METRIC-Multidisciplinary and Translational Research in Intensive Care Medicine, Mayo Clinic, Rochester, MN, USA.
J Trop Pediatr. 2021 Jul 2;67(3). doi: 10.1093/tropej/fmaa058.
Implementation of checklists has been shown to be effective in improving patient safety. This study aims to evaluate the effectiveness of implementation of a checklist for daily care processes into clinical practice of pediatric intensive care units (PICUs) with limited resources.
Prospective before-after study in eight PICUs from China, Congo, Croatia, Fiji, and India after implementation of a daily checklist into the ICU rounds.

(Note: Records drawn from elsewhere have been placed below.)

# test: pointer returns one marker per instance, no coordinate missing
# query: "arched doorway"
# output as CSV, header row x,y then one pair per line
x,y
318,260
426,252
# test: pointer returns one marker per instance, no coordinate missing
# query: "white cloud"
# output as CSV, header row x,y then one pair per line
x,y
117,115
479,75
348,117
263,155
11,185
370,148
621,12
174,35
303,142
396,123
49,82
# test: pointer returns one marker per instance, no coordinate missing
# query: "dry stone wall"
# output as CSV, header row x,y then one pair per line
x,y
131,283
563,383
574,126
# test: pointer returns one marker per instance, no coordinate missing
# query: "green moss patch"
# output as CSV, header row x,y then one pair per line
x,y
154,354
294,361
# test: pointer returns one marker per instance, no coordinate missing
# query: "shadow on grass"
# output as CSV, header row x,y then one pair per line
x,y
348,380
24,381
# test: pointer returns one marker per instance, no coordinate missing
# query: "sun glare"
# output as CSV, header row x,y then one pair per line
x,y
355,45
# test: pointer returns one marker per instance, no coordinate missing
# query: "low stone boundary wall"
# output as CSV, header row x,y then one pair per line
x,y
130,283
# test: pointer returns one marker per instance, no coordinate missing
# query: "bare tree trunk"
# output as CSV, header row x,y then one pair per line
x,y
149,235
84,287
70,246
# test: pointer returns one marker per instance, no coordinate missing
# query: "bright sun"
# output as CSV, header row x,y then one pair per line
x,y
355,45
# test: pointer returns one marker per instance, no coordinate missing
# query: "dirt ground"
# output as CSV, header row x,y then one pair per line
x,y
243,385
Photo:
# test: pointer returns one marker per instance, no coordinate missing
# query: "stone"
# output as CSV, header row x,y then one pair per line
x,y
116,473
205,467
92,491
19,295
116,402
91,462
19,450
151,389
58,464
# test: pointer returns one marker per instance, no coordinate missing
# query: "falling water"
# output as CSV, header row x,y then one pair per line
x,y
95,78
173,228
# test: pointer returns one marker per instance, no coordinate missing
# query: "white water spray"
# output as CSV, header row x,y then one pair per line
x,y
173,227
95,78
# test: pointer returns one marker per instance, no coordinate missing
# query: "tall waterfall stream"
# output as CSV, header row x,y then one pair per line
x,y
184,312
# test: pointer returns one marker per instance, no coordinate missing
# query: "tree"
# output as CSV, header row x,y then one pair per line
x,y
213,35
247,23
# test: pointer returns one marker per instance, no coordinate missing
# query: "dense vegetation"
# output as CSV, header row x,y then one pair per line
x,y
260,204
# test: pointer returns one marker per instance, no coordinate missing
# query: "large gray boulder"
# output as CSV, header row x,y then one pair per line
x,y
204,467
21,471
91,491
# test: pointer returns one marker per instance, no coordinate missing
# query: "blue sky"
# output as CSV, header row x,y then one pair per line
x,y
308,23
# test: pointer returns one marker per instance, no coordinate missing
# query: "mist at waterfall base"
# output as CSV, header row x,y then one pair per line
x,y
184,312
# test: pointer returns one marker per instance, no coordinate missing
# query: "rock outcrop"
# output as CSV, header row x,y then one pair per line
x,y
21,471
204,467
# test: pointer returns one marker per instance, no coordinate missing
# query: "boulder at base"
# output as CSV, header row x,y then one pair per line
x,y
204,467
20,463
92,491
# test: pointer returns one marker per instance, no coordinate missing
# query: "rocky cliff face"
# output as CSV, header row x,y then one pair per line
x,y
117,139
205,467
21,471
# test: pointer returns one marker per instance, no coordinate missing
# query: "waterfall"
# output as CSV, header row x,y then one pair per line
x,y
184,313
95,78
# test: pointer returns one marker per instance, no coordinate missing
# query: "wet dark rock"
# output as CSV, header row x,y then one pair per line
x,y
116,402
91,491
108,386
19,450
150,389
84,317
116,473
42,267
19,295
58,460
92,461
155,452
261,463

Seven hundred and thirty-five patients from eight centers were enrolled between 2015 and 2017. Baseline stage had 292 patients and post-implementation 443. The ICU length of stay post-implementation decreased significantly [9.4 (4-15.5) vs. 7.3 (3.4-13.4) days, p = 0.01], with a nominal improvement in the hospital length of stay [15.4 (8.4-25) vs. 12.6 (7.5-24.4) days, p = 0.055]. The hospital mortality and ICU mortality between baseline group and post-implementation group did not show a significant difference, 14.4% vs. 11.3%; p = 0.22 for each. There was a variable impact of checklist implementation on adherence to various processes of care recommendations. A decreased exposure in days was noticed for; mechanical ventilation from 42.6% to 33.8%, p < 0.01; central line from 31.3% to 25.3%, p < 0.01; and urinary catheter from 30.6% to 24.4%, p < 0.01. Although there was an increased utilization of antimicrobials (89.9-93.2%, p < 0.01).
Checklists for the treatment of acute illness and injury in the PICU setting marginally impacted the outcome and processes of care. The intervention led to increasing adherence with guidelines in multiple ICU processes and led to decreased length of stay.
检查表的实施已被证明可有效提高患者安全性。本研究旨在评估在资源有限的儿科重症监护病房(PICU)中实施日常护理流程检查表的效果。
在中国、刚果民主共和国、克罗地亚、斐济和印度的 8 个 PICU 进行前瞻性前后对照研究,在 ICU 查房中实施每日检查表后。
2015 年至 2017 年间,8 个中心共纳入 735 名患者。基线阶段有 292 名患者,实施后有 443 名患者。实施后 ICU 住院时间明显缩短[9.4(4-15.5)vs. 7.3(3.4-13.4)天,p=0.01],住院时间也略有改善[15.4(8.4-25)vs. 12.6(7.5-24.4)天,p=0.055]。基线组和实施组的医院死亡率和 ICU 死亡率无显著差异,分别为 14.4%和 11.3%;p=0.22。检查表的实施对各种护理推荐流程的依从性有不同的影响。注意到机械通气、中心静脉置管和导尿管的暴露天数减少,分别为:从 42.6%降至 33.8%,p<0.01;从 31.3%降至 25.3%,p<0.01;从 30.6%降至 24.4%,p<0.01。尽管抗生素的使用率增加(89.9-93.2%,p<0.01)。
PICU 急性疾病和损伤治疗检查表对治疗结果和护理流程有一定影响。该干预措施导致 ICU 多个流程的指南依从性增加,住院时间缩短。